No, there’s no pattern to it going stupid. It can happen anytime and under any situation but it’s something I don’t worry much about since it’s a rare thing to happen. It’s been a long time since it went stupid on me but I think it was trying to do that today. It was showing about a 2-3 MPG drop in mileage and an erratic “Miles to Empty” figure. Hopefully that’s the once a year hiccup. Seems to be fine now.

In deference to a post below, my car does not have or use a vacuum gauge, but does use a number of other things in doing those computations. Intake manifold runner sensors, fuel flow sensor as mentioned by mr. josh, and a handful of others.
No wonder that car weighs over 4000 pounds; it’s absolutely stuffed with wiring and sensors.

When cruising, sure, but when you step on the gas the accelerator pump “pumps” gas into the intake manifold, which is not dependent on manifold vacuum.

Well, it gives it one squirt to keep it from dying out when the manifold vacuum drops suddenly, but once the vacuum spike is over and vacuum increases because of RPM, fuel metering is vacuum-dependent again.
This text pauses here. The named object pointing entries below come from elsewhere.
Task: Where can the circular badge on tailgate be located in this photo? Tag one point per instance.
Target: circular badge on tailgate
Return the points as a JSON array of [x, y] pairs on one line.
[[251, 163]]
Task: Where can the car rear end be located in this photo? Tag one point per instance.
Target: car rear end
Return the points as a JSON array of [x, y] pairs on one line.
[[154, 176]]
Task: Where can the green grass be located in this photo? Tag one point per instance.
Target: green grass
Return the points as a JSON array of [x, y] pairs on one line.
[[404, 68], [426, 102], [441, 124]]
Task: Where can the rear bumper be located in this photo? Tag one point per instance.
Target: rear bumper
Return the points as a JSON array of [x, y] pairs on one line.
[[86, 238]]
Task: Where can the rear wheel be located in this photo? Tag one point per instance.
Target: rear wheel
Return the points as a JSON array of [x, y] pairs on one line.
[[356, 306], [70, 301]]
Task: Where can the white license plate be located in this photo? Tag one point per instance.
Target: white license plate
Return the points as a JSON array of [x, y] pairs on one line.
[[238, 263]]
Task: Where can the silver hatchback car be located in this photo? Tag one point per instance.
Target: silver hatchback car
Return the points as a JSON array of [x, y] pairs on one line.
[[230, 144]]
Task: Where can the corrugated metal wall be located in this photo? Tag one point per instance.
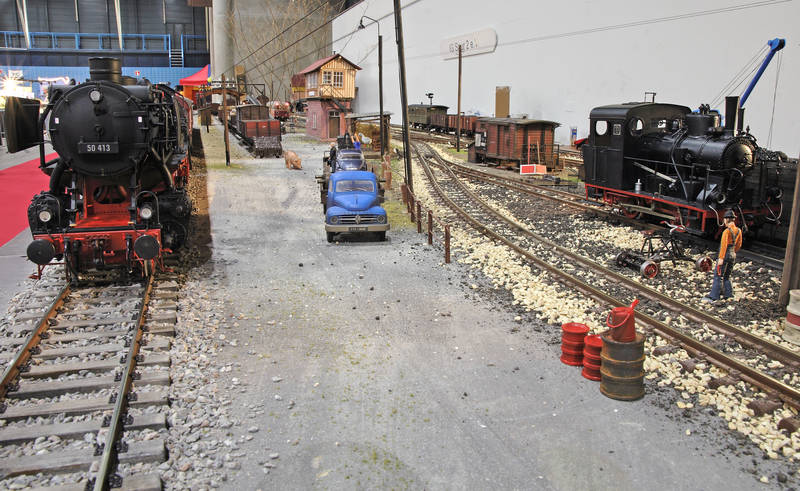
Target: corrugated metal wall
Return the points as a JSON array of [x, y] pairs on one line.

I rented a new Ford Explorer V6 for 4 months earlier this year. The computer consistently gave me 16.5-17 mpg city and about 18 mpg highway. The car was realtively new, so it might improve later. It probably uses the same input simulation factors as the Lincoln. Since it does not measure gas flow directly, it might be accurate one day and not the next. The fuel gage and “low fuel” signal are useful, but I think the money could be better spent on other things.